Is it unsafe to co_yield a pointer to a local coroutine variable?

Question

It's common knowledge that returning a pointer to a stack variable is generally a bad idea:

int* foo() {
  int i = 0;
  return &i;
}

int main() {
  int* p = foo();
}

In the example above, my understanding is that the int is destroyed and so p is a dangling pointer.

I am wondering about the extent to which this applies to the newly introduced coroutines of C++20:

generator<span<byte>> read(stream& s) {
  array<byte, 4096> b;
  while (s.is_open()) {
    const size_t n = s.read_some(b);
    co_yield span(b, n);
  }
}

int main() {
  stream s;
  for (span<byte> v : read(s)) {
    /* ... */
  }
}

In this example, the coroutine read yields a span view into the local buffer b. Internally, that view stores a pointer to the buffer. Will that pointer ever be dangling when v is used with the body of the range-for loop?
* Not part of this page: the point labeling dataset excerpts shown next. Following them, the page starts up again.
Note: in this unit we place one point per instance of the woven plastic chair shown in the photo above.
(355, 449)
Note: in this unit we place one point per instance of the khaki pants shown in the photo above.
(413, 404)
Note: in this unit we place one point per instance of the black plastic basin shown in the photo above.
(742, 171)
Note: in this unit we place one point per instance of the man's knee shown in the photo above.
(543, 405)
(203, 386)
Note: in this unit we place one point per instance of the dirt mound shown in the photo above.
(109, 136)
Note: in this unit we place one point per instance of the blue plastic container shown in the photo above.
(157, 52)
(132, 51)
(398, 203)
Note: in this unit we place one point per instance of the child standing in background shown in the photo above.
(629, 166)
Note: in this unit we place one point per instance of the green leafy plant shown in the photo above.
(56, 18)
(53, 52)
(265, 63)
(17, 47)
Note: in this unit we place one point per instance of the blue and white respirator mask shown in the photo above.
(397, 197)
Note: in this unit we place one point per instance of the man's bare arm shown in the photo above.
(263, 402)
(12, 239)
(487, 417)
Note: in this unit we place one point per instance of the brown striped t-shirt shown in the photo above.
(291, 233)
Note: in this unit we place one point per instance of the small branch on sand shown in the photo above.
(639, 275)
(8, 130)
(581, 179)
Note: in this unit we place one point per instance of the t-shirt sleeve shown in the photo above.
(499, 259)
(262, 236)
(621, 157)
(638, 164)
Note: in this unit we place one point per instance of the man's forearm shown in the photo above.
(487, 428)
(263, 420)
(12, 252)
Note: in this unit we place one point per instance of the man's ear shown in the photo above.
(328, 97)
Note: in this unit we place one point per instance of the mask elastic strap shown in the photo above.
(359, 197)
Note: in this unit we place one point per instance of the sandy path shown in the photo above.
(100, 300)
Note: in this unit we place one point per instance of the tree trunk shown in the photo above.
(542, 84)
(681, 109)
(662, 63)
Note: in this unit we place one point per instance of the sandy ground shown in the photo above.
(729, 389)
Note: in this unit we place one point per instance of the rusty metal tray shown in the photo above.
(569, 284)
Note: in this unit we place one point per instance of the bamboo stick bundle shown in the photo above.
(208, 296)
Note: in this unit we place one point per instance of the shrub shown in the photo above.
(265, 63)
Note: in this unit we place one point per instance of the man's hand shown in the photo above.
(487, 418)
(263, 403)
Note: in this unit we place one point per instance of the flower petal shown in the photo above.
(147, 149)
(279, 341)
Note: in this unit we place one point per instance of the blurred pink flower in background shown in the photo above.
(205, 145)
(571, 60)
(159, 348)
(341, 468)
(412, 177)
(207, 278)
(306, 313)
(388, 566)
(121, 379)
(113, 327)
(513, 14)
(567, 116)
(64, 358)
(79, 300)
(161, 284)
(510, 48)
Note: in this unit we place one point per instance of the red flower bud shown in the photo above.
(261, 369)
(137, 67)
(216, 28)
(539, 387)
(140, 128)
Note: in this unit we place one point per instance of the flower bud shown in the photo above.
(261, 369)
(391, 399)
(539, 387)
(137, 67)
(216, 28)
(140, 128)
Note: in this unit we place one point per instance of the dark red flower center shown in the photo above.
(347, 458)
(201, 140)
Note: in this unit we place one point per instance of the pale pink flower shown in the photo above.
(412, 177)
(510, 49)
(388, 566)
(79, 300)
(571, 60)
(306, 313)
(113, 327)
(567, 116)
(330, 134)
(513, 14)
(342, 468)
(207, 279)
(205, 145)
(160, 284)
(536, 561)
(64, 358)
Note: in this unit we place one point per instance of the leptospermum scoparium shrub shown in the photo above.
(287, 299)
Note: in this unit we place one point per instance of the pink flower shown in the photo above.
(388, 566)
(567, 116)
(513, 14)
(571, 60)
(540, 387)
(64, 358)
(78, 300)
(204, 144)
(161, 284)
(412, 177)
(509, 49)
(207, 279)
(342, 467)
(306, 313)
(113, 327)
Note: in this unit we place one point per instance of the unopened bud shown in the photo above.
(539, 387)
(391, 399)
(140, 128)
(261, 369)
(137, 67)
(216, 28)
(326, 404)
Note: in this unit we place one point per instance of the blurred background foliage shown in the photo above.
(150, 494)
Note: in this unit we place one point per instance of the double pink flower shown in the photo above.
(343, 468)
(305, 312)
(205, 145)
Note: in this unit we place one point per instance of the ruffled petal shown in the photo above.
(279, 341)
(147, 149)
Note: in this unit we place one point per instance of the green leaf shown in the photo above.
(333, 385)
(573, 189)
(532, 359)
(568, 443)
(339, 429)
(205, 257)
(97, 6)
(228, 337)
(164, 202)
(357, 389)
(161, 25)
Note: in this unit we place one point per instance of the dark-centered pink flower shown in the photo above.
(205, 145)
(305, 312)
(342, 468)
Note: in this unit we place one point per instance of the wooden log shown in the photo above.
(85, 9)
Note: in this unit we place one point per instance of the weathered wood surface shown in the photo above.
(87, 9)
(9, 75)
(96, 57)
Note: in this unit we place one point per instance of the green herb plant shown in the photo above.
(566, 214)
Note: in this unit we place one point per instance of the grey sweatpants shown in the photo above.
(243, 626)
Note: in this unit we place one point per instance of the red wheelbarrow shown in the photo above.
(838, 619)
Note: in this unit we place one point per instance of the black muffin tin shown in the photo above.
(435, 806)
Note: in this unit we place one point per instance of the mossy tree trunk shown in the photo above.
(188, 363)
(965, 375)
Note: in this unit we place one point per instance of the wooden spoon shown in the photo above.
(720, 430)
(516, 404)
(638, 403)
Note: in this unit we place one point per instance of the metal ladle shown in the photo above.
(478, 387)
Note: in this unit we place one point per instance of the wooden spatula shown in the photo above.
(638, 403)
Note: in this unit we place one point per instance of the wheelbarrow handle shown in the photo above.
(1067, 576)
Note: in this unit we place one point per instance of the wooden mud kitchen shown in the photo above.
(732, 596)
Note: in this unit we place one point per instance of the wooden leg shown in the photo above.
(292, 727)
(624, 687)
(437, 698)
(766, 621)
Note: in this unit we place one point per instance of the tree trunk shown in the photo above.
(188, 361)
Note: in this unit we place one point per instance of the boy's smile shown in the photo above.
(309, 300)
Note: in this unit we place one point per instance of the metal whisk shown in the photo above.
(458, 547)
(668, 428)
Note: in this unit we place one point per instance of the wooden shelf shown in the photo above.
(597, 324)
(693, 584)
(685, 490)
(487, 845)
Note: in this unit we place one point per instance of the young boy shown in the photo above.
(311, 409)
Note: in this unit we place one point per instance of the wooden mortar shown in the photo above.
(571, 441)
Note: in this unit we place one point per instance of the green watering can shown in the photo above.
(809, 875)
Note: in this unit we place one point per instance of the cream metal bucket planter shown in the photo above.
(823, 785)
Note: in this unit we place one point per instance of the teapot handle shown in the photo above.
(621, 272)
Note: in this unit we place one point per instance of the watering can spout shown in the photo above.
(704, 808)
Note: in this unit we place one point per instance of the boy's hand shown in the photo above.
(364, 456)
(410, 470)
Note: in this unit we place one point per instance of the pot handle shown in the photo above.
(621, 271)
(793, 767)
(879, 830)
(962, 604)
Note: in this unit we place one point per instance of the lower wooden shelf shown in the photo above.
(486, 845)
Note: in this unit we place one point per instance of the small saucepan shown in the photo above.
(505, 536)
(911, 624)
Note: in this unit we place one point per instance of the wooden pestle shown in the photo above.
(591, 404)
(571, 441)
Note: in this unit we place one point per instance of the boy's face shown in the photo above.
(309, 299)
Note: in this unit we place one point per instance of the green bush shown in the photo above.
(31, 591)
For context, the coroutine code in the second example is modeled after the code in my own project. There, AddressSanitizer ends the program with a "use-after-free" error. Ordinarily I'd consider that enough to answer my question, but since coroutine development is still coming along at this point in time (my project is using boost::asio::experimental::coro, emphasis on "experimental"), I was wondering if the error was caused by a bug with generator's implementation or if returning pointers in this way is fundamentally incorrect (similar to the first example).

Answer 1

With language coroutines, this has to be safe: the lifetime of b must continue until the generator is finished, so pointers to it must be useful that long.